Under the MCA, capacity is person, time and decision specific (and indeed a Personal Welfare LPA can only be used in circumstances where the Donor lacks the requisite mental capacity to make the particular decision). The Act sets out five key principles (Sections 1-4 MCA), which underpin the legislation:
• A person must be presumed to have capacity unless it is established that they do not. There is no longer a blanket approach whereby a client of a certain age or with a particular diagnosis means that an individual lacks capacity.
• A person must not be treated as unable to make a decision unless all practicable steps have been taken to help them do so. Of course, what is reasonable will depend upon the decision to be made and the timescale within which the decision is required.

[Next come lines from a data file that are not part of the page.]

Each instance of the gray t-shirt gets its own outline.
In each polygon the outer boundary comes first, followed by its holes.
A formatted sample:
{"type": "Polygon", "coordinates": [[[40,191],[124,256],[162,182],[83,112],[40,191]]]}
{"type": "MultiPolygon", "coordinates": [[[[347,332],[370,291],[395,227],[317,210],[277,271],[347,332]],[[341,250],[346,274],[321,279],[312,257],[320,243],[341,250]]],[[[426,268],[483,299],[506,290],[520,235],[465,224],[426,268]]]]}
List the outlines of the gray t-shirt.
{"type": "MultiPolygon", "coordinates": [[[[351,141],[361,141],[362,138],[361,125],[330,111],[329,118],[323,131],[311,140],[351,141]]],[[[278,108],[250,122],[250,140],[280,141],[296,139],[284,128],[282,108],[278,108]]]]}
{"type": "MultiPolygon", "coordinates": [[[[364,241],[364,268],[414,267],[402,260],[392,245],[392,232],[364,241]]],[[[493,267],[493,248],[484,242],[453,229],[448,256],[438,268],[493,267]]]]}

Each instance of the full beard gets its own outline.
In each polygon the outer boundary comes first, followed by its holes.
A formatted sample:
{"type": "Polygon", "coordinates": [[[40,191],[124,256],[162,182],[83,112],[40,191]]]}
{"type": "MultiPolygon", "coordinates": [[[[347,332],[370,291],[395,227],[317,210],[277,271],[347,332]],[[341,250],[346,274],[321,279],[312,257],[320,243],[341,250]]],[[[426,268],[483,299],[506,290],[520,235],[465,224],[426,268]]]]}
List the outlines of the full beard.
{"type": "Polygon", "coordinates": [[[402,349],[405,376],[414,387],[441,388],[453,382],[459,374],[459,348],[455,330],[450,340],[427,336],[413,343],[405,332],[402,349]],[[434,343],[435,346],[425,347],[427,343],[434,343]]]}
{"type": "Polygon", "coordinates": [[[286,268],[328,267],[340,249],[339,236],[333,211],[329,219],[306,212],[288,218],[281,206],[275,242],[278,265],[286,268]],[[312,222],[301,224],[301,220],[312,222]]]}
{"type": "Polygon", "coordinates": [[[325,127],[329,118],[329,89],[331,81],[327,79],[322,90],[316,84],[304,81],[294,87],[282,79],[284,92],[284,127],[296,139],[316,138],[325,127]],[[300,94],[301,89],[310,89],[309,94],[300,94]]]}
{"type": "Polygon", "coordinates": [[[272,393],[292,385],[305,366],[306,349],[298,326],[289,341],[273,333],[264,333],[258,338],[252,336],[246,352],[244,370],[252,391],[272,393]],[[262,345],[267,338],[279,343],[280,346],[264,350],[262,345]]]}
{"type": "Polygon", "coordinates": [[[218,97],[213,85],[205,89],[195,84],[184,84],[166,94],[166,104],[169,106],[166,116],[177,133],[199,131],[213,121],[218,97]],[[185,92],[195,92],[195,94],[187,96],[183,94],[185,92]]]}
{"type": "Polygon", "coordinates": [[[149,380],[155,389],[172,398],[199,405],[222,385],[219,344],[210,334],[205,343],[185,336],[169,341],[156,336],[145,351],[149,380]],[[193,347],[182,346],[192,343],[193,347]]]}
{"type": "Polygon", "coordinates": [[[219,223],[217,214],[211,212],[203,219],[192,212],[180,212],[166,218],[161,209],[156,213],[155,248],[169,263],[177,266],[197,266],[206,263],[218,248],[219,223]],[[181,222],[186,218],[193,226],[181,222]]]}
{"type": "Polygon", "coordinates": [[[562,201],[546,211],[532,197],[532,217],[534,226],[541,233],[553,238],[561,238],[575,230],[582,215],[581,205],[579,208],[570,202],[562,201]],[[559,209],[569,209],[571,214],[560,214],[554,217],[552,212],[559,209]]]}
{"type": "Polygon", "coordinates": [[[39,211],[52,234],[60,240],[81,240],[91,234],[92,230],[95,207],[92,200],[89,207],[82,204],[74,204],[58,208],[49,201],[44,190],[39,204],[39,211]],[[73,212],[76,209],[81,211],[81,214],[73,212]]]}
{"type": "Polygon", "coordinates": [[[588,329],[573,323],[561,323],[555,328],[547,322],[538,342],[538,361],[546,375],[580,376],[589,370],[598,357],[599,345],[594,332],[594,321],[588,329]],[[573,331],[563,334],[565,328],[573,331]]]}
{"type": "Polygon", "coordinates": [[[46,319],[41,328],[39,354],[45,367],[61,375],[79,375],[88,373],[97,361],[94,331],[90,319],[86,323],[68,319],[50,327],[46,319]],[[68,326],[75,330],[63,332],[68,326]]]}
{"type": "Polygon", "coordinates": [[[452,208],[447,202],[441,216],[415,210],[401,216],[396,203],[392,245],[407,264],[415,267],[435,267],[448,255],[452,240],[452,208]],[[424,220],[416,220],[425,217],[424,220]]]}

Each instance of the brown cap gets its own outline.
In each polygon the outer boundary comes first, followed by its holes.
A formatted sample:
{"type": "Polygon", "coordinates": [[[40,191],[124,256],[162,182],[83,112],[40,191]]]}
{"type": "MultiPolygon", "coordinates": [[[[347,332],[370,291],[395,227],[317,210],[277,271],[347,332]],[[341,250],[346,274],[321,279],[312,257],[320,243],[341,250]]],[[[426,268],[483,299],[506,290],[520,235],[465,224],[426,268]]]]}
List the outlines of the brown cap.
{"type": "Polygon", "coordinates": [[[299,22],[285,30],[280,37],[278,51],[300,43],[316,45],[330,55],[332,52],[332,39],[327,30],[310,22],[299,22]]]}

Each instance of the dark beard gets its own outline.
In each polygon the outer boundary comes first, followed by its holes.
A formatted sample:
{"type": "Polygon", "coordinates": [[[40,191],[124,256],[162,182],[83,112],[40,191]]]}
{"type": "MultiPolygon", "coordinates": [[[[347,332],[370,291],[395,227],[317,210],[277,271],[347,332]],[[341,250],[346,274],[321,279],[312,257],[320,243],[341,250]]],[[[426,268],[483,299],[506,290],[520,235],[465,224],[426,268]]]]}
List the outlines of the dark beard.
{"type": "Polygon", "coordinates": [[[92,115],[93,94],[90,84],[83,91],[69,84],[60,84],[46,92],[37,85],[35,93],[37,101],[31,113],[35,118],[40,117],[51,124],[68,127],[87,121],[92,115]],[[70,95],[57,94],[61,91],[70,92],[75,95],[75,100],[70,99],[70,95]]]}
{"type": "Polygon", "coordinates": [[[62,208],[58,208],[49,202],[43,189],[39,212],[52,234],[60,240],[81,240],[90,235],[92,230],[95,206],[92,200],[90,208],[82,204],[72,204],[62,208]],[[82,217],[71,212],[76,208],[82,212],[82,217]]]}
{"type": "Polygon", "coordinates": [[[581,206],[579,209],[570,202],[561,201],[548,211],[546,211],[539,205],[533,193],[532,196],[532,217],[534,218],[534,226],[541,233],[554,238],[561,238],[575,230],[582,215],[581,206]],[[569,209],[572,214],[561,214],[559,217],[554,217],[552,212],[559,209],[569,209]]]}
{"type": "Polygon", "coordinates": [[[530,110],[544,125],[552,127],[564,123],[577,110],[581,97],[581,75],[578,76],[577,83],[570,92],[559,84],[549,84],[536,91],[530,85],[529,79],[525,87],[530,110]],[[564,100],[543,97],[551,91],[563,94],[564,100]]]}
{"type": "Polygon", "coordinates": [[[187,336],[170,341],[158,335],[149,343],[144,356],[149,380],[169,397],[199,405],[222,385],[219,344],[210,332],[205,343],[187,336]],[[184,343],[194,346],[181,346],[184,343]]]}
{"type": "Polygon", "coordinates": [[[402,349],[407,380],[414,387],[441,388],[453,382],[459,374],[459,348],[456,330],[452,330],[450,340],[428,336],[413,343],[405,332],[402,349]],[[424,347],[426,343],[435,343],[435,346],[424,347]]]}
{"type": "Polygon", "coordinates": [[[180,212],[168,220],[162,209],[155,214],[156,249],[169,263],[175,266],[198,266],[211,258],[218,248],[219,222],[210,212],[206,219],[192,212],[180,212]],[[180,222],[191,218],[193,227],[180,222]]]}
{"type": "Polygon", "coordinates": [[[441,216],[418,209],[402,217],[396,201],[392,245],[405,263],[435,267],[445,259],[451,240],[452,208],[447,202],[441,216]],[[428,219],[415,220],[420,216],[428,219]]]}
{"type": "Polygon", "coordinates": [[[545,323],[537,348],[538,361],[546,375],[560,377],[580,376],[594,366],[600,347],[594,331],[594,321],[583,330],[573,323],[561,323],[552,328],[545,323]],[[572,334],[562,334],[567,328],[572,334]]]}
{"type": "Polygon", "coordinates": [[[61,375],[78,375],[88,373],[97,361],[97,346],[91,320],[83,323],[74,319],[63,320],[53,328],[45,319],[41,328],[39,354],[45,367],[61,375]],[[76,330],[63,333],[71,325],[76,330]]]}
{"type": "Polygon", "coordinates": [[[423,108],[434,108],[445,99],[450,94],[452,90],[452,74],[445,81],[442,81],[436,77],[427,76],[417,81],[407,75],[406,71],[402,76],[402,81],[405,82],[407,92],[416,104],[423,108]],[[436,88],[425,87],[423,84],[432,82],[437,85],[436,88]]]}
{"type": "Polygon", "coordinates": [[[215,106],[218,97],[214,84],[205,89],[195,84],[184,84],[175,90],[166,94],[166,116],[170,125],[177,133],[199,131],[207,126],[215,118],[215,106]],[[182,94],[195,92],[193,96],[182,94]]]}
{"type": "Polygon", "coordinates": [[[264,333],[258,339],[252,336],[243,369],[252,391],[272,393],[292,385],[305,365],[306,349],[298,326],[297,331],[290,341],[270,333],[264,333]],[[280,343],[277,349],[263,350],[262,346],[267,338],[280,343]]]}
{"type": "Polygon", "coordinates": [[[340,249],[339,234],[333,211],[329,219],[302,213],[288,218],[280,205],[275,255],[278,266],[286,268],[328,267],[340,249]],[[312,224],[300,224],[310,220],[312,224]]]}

• A person must not be treated as unable to make a decision just because they make an unwise decision. We've all probably made one of those, and who decides what is 'unwise'?
If having presumed that the client has the requisite capacity to make the particular decision, used all practical steps to help them to achieve the necessary level of capacity and accepted that they may make an unwise decision if they have the capacity to do so — if the decision is to be made on their behalf it must be made in accordance with the final two principles:
• All decisions made on behalf of a person who lacks capacity must be made in their 'best interests'.
There is no definition of best interests within the legislation, but rather a minimum checklist which includes the need to ascertain what the client's past wishes, feelings and beliefs? How would they be most likely to arrive at a decision on this particular matter? What factors would influence their judgement?
• Finally, any decision made on behalf of an individual who lacks capacity must be the least restrictive option in terms of their rights and freedoms.
This taster of the challenges facing practitioners, seeks to emphasise how important it will be for us to understand the new landscape of mental capacity which we will be operating in. This will, as of 1st October 2007, give rise to the expectation that we will then be able to confidently navigate often vulnerable and elderly clients through the same minefield.